Borrower-paid mortgage insurance typically has a higher rate at first, but it will automatically drop off once you’ve paid off 22% of the value of your loan. This can take about 10 years. Lender-paid mortgage insurance typically adds less to your interest rate, but it does not fall off over time – you will pay the increased rate through the life of your loan.
PMI increases your purchasing power by allowing you to put less money down. However, it comes with higher monthly payments over time.
Equity Co-investments (HomePace)
Using a HomePace co-investment increases your purchasing power, but it does so without the increase in monthly payments that come with PMI.
HomePace is an investor, and we invest funds into homes. We buy a portion of the equity in your home from you, giving you cash up front for your down payment. We are paid once you sell the home. We take the risk, alongside you, that we may lose money if the home doesn’t increase in value.
We are similar to a loan or debt product in that you get cash up front for your down payment, but you aren’t expected to make payments out of pocket, unless you wish to buy HomePace’s contract out before selling the home. We get paid when your house sells, and you get the benefit of more cash down and lower monthly mortgage payments.

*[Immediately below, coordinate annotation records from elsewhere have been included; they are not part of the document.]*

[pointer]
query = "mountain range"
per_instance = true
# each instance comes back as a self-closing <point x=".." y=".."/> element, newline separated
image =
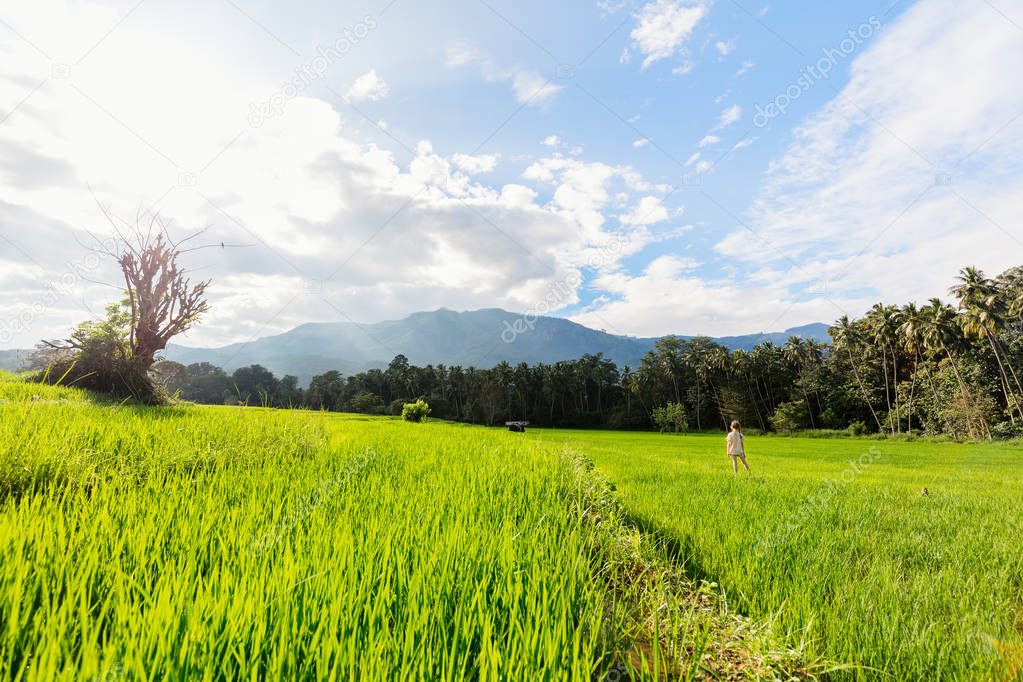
<point x="481" y="338"/>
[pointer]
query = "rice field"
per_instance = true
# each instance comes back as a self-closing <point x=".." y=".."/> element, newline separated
<point x="226" y="543"/>
<point x="902" y="558"/>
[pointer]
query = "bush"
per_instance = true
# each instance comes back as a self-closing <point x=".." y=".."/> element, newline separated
<point x="671" y="417"/>
<point x="857" y="428"/>
<point x="1006" y="430"/>
<point x="790" y="417"/>
<point x="367" y="403"/>
<point x="97" y="358"/>
<point x="415" y="412"/>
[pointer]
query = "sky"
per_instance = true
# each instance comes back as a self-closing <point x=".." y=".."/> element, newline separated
<point x="713" y="167"/>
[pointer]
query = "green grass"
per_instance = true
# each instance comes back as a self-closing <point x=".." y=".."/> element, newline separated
<point x="222" y="543"/>
<point x="218" y="543"/>
<point x="864" y="570"/>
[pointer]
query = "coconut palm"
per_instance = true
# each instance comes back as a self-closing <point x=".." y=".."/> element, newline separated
<point x="912" y="334"/>
<point x="983" y="316"/>
<point x="796" y="357"/>
<point x="846" y="335"/>
<point x="882" y="323"/>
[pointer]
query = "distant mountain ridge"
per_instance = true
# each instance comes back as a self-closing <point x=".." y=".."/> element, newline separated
<point x="481" y="338"/>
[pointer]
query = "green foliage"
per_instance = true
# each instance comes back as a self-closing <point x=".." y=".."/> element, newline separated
<point x="671" y="417"/>
<point x="790" y="417"/>
<point x="367" y="403"/>
<point x="226" y="543"/>
<point x="835" y="542"/>
<point x="1007" y="430"/>
<point x="98" y="359"/>
<point x="416" y="411"/>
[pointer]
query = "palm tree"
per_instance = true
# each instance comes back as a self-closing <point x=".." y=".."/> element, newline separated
<point x="912" y="334"/>
<point x="846" y="335"/>
<point x="796" y="357"/>
<point x="882" y="322"/>
<point x="983" y="316"/>
<point x="943" y="335"/>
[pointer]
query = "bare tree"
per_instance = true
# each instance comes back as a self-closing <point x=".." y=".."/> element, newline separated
<point x="117" y="353"/>
<point x="163" y="302"/>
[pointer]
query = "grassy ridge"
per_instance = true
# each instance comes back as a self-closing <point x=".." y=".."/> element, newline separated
<point x="835" y="542"/>
<point x="219" y="543"/>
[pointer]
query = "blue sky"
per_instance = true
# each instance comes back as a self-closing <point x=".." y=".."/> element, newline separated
<point x="623" y="164"/>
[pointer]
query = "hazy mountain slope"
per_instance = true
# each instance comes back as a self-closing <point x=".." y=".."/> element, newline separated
<point x="482" y="337"/>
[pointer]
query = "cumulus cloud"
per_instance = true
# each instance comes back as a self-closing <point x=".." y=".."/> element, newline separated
<point x="528" y="86"/>
<point x="896" y="202"/>
<point x="728" y="117"/>
<point x="648" y="211"/>
<point x="724" y="47"/>
<point x="368" y="86"/>
<point x="746" y="66"/>
<point x="318" y="224"/>
<point x="664" y="26"/>
<point x="859" y="209"/>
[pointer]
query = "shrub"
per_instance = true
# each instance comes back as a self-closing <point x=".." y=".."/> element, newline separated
<point x="1006" y="430"/>
<point x="416" y="411"/>
<point x="671" y="417"/>
<point x="367" y="403"/>
<point x="790" y="417"/>
<point x="857" y="428"/>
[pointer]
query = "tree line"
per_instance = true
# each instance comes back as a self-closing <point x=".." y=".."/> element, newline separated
<point x="939" y="368"/>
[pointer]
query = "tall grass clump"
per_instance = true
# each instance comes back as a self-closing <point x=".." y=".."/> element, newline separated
<point x="224" y="543"/>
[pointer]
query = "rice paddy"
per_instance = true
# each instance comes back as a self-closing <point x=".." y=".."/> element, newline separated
<point x="222" y="543"/>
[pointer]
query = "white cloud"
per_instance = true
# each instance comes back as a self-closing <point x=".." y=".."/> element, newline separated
<point x="368" y="86"/>
<point x="648" y="211"/>
<point x="530" y="87"/>
<point x="298" y="193"/>
<point x="724" y="47"/>
<point x="743" y="143"/>
<point x="728" y="117"/>
<point x="475" y="165"/>
<point x="582" y="191"/>
<point x="671" y="297"/>
<point x="527" y="85"/>
<point x="663" y="27"/>
<point x="860" y="202"/>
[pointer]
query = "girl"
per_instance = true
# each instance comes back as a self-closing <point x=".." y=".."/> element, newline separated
<point x="736" y="448"/>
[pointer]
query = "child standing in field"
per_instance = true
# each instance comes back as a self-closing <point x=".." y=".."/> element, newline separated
<point x="737" y="447"/>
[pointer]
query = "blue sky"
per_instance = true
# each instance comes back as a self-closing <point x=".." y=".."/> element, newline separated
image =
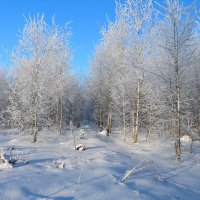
<point x="87" y="17"/>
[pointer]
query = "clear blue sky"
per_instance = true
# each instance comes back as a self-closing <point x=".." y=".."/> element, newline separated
<point x="87" y="16"/>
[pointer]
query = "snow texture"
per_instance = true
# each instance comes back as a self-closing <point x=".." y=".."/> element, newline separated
<point x="52" y="172"/>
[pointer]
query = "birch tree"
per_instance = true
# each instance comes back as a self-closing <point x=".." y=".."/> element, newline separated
<point x="177" y="31"/>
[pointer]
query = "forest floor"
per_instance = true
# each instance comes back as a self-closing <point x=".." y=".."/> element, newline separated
<point x="98" y="172"/>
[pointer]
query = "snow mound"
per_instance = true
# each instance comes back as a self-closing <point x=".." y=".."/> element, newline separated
<point x="103" y="133"/>
<point x="80" y="147"/>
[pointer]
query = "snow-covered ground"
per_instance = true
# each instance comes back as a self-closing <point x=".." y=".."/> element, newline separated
<point x="56" y="171"/>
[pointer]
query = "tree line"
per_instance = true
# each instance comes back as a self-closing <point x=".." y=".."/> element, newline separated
<point x="144" y="77"/>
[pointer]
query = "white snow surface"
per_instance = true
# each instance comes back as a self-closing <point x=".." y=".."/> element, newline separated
<point x="97" y="172"/>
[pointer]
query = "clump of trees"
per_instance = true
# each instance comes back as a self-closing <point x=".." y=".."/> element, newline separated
<point x="144" y="75"/>
<point x="43" y="91"/>
<point x="145" y="71"/>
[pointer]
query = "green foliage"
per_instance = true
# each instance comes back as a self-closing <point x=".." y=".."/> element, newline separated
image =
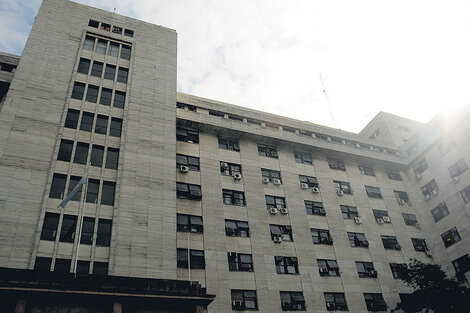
<point x="433" y="291"/>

HomePace is a complement to your mortgage, by allowing you to access capital in a different way. You increase your purchasing power, but keep your debts and monthly payments to more affordable levels.

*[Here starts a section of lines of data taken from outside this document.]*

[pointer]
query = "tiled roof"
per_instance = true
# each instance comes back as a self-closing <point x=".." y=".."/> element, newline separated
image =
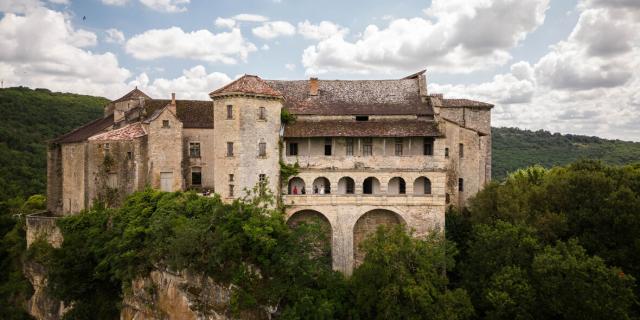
<point x="129" y="132"/>
<point x="192" y="113"/>
<point x="86" y="131"/>
<point x="337" y="128"/>
<point x="248" y="84"/>
<point x="133" y="95"/>
<point x="354" y="97"/>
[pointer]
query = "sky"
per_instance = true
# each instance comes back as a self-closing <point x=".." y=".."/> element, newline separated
<point x="569" y="66"/>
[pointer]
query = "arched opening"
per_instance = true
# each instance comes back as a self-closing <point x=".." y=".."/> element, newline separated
<point x="367" y="225"/>
<point x="296" y="186"/>
<point x="397" y="186"/>
<point x="371" y="185"/>
<point x="320" y="232"/>
<point x="321" y="186"/>
<point x="422" y="185"/>
<point x="346" y="185"/>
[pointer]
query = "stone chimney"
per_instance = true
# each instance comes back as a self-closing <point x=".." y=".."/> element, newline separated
<point x="313" y="86"/>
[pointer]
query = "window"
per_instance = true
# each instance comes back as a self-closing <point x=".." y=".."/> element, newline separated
<point x="327" y="146"/>
<point x="262" y="149"/>
<point x="229" y="111"/>
<point x="398" y="146"/>
<point x="194" y="149"/>
<point x="229" y="149"/>
<point x="349" y="146"/>
<point x="367" y="147"/>
<point x="293" y="149"/>
<point x="196" y="176"/>
<point x="428" y="147"/>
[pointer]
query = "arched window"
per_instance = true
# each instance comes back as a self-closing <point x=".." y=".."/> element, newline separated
<point x="371" y="185"/>
<point x="296" y="186"/>
<point x="422" y="185"/>
<point x="346" y="185"/>
<point x="397" y="186"/>
<point x="321" y="186"/>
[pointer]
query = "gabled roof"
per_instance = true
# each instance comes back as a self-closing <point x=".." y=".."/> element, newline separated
<point x="129" y="132"/>
<point x="86" y="131"/>
<point x="354" y="97"/>
<point x="248" y="84"/>
<point x="134" y="94"/>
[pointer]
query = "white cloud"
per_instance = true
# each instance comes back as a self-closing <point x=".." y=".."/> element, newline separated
<point x="323" y="30"/>
<point x="195" y="83"/>
<point x="114" y="36"/>
<point x="225" y="22"/>
<point x="458" y="36"/>
<point x="250" y="17"/>
<point x="225" y="47"/>
<point x="274" y="29"/>
<point x="55" y="59"/>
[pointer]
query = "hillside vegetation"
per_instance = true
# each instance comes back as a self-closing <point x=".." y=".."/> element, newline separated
<point x="29" y="118"/>
<point x="516" y="148"/>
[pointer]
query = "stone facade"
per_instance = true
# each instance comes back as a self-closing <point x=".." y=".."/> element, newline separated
<point x="370" y="152"/>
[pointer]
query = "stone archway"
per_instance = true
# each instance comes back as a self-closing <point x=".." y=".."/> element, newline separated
<point x="323" y="243"/>
<point x="366" y="225"/>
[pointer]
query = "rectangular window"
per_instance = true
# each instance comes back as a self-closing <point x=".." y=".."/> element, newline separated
<point x="262" y="149"/>
<point x="229" y="149"/>
<point x="327" y="146"/>
<point x="194" y="149"/>
<point x="293" y="149"/>
<point x="428" y="147"/>
<point x="367" y="147"/>
<point x="349" y="146"/>
<point x="229" y="111"/>
<point x="196" y="176"/>
<point x="398" y="146"/>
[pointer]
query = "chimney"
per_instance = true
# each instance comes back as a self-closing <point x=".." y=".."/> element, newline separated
<point x="313" y="86"/>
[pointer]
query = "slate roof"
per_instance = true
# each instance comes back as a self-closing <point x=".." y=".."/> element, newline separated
<point x="129" y="132"/>
<point x="86" y="131"/>
<point x="247" y="84"/>
<point x="354" y="97"/>
<point x="338" y="128"/>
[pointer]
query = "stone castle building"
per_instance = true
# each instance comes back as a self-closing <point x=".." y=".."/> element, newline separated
<point x="370" y="152"/>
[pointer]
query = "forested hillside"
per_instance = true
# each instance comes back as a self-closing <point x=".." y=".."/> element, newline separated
<point x="516" y="148"/>
<point x="29" y="118"/>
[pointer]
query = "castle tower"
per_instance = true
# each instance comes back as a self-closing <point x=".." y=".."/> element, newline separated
<point x="247" y="131"/>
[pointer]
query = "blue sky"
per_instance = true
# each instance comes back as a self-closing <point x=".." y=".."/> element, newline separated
<point x="559" y="65"/>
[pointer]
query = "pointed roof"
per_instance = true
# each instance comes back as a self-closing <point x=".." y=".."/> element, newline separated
<point x="247" y="84"/>
<point x="133" y="95"/>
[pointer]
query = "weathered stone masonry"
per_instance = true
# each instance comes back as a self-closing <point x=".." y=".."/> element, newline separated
<point x="370" y="152"/>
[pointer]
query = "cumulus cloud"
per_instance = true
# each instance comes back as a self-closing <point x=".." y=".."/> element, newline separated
<point x="323" y="30"/>
<point x="56" y="59"/>
<point x="224" y="47"/>
<point x="457" y="36"/>
<point x="274" y="29"/>
<point x="194" y="83"/>
<point x="114" y="36"/>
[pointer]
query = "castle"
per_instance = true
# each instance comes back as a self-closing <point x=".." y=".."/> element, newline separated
<point x="370" y="152"/>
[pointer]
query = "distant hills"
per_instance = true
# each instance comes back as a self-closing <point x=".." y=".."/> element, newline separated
<point x="30" y="117"/>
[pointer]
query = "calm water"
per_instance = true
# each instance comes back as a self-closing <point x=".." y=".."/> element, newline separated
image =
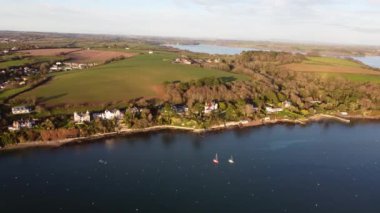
<point x="317" y="168"/>
<point x="373" y="61"/>
<point x="212" y="49"/>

For some people, the upfront cash allows you to avoid putting all of your savings into your down payment so you have cash on hand for other needs such as unexpected expenses, other financial goals like retirement, or paying for a college education.
What happens if I want to live in my home for more than 15 years?
HomePace’s contracts extend for 15 years. If you do not wish to sell your home at the end of your contract, you have the option to buy out the contract. You would pay HomePace for our share of the home, based on the home’s current market value at that time.
In some cases, we may be able to re-engage in a second contract on your home, provided the home and the local real estate market continues to meet our investment criteria and the home has been well-maintained. We assess homes on a case-by-case basis. If you would like to consider this option, please contact us to discuss.
What if my home has lost value when I decide to sell?
As a co-investor with you in your home, HomePace will share in a portion of the losses in the home alongside you, as outlined in the contract.
You have the right to sell your home when you decide to, regardless of its change in value. We recognize that your primary residence is not just a financial investment for you – your needs from your home may change, sometimes unexpectedly, and we understand that needing to move doesn’t always coincide with rising prices.
In the unlikely event that HomePace’s share of the losses at the time of sale exceed the value of our initial investment (the upfront payment we give you), we will waive our right to our share of the home. This means you keep 100% of the proceeds of the sale of the home when it sells. If that happens, you have no obligation to repay us for the upfront funds we provided to you. Those funds are not a loan and are only repaid if the home sells with enough value to share between HomePace and you.
How do you calculate share percentages for HomePace and me?
Factors like the size of the upfront payment you are seeking from HomePace, your credit score, the amount of equity you have in your home, and the real estate market in your area may all determine how we calculate share ownership. The split is set before you sign the HomePace contract and does not change.